Sumber foto: indonesiabaik.id
Selain itu, saat ini juga marak terlihat penggunaan alat lain yang nampaknya dapat menjadi ‘subsitusi’ dari masker, seperti penggunaan face shield. Banyak orang yang lebih memilih menggunakan face shield ketimbang masker, karena merasa lebih nyaman menggunakan face shield ketimbang masker. Misalnya, karena dengan menggunakan masker dirinya jadi merasa sulit bernafas, atau dengan menggunakan masker, wajahnya jadi tidak sepenuhnya terlihat dan penggunaan make up-nya pun menjadi sia-sia ????. Namun, yang tidak disadari adalah penggunaan face shield hanya bermanfaat apabila digunakan Bersama dengan masker. Penggunaan face shield saja tanpa penggunaan masker tidak efektif dalam pencegahan COVID-19, karena face shield saja tidak dapat melindungi area wajah kita dari droplet-droplet yang berukuran sangat kecil.

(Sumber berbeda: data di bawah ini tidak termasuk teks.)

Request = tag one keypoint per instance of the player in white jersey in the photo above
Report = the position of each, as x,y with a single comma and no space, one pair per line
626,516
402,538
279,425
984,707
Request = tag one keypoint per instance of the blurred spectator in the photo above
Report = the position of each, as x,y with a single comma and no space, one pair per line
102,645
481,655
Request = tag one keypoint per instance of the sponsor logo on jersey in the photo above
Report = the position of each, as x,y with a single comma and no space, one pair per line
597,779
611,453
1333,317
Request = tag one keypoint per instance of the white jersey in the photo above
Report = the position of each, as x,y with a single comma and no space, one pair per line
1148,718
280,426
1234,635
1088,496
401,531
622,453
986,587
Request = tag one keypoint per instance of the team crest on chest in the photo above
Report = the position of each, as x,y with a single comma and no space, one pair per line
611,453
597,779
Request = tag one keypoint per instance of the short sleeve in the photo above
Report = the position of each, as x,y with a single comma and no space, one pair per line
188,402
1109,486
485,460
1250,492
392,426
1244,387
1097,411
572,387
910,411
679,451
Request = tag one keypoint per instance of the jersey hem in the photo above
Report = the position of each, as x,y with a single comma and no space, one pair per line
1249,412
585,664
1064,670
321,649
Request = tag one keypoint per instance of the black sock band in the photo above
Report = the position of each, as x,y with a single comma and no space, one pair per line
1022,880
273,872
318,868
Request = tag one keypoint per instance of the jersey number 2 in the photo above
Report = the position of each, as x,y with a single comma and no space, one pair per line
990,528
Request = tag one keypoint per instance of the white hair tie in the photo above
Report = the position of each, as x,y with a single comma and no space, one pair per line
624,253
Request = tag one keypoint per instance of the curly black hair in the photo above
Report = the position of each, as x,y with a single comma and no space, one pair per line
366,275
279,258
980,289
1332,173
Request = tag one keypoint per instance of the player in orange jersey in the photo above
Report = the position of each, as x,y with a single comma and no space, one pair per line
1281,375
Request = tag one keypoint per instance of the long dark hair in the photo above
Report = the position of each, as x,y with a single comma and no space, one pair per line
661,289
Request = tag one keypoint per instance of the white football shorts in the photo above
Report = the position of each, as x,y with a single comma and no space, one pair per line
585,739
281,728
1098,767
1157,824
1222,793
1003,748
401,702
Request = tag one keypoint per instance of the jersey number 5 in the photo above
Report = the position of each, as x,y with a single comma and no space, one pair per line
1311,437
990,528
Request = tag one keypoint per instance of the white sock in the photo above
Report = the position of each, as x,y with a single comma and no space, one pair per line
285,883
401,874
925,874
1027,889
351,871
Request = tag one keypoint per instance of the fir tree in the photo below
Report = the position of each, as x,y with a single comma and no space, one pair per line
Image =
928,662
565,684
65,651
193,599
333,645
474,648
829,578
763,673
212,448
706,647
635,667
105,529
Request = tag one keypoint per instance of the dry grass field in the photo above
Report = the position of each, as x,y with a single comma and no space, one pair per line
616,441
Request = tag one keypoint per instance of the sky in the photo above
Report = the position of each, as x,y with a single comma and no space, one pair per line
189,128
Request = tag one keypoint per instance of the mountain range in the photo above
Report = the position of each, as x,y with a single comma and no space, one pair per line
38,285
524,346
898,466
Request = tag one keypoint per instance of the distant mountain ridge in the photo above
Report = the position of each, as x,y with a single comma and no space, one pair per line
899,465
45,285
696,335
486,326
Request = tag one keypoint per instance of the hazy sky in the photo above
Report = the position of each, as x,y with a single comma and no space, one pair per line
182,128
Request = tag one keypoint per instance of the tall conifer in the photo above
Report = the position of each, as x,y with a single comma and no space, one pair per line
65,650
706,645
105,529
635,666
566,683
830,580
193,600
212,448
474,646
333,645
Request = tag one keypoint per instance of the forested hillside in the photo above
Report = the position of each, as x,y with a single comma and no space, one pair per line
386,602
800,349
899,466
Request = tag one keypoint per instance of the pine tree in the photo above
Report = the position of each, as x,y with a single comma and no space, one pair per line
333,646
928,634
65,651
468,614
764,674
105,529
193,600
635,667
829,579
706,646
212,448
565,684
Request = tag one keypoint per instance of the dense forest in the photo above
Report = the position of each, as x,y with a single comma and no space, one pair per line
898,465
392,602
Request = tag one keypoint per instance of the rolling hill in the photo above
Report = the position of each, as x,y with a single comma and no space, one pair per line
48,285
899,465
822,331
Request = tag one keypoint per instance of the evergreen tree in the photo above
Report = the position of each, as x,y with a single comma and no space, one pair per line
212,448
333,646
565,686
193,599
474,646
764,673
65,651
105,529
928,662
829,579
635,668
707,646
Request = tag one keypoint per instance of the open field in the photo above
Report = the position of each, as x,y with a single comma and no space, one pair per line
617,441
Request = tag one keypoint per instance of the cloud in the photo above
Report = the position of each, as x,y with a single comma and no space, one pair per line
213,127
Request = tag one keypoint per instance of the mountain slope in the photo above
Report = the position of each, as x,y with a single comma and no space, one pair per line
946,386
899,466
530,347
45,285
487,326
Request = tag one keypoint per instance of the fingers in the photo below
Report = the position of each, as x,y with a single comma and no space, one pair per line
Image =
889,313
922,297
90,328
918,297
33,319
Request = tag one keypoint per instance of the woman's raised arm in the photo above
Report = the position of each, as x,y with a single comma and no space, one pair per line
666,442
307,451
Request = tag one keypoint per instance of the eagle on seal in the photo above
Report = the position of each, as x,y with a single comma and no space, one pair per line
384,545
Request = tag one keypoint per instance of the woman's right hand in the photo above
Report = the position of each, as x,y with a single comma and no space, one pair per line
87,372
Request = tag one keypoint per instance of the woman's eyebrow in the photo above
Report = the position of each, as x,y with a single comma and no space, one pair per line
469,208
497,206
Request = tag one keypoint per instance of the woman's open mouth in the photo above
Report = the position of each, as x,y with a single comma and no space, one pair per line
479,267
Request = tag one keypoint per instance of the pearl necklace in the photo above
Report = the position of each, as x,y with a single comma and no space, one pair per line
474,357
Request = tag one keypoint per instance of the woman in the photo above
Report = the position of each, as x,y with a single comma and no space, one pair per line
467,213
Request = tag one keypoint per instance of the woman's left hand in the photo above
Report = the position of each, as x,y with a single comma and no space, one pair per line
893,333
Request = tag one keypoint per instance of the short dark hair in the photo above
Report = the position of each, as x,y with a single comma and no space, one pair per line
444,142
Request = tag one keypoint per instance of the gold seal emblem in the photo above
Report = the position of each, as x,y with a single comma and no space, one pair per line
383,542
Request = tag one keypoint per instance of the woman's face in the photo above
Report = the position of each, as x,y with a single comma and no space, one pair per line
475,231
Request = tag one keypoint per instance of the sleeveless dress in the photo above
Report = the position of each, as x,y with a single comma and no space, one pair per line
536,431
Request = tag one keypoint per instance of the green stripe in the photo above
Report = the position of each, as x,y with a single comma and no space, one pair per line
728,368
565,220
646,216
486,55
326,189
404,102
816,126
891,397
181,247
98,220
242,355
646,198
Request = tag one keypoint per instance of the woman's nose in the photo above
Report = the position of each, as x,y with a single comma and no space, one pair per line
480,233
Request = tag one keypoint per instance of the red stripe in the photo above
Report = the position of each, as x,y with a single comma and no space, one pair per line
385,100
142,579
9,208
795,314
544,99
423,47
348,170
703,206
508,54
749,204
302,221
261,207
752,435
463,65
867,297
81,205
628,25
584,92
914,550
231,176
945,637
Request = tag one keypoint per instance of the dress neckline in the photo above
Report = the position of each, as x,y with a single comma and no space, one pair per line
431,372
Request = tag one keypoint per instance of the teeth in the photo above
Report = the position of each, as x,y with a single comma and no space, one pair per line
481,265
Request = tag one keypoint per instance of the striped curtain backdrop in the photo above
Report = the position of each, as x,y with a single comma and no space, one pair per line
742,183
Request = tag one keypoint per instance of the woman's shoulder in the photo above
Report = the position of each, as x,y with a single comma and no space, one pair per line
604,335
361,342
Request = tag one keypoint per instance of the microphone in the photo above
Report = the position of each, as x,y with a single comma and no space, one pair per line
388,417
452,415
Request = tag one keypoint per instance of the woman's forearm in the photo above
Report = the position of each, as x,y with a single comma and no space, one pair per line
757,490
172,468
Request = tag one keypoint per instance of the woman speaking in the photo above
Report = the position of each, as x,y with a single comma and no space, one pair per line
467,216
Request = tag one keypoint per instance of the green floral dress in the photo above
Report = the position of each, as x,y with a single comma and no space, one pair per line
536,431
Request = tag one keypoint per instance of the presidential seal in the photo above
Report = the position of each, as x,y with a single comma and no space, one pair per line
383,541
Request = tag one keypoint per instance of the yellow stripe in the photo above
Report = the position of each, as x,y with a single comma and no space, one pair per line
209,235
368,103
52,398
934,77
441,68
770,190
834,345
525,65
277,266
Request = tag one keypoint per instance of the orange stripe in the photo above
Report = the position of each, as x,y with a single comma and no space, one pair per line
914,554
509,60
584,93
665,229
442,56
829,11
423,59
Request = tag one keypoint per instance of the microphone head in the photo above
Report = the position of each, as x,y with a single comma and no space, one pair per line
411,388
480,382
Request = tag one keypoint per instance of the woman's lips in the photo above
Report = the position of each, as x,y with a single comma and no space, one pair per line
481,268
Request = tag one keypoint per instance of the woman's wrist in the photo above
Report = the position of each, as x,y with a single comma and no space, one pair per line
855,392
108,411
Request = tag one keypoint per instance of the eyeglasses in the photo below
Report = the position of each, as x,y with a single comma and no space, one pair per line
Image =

Akhir kata, kita harus mengingat kembali bahwa ‘the new normal’ ini bukan sekedar menggunakan pelindung wajah. Namun kita juga harus menyadari, kapanpun dan di manapun, kita dapat berisiko untuk tertular atau menularkan infeksi dari dan kepada orang lain. Mari kita saling menjaga dengan menjadi lebih waspada!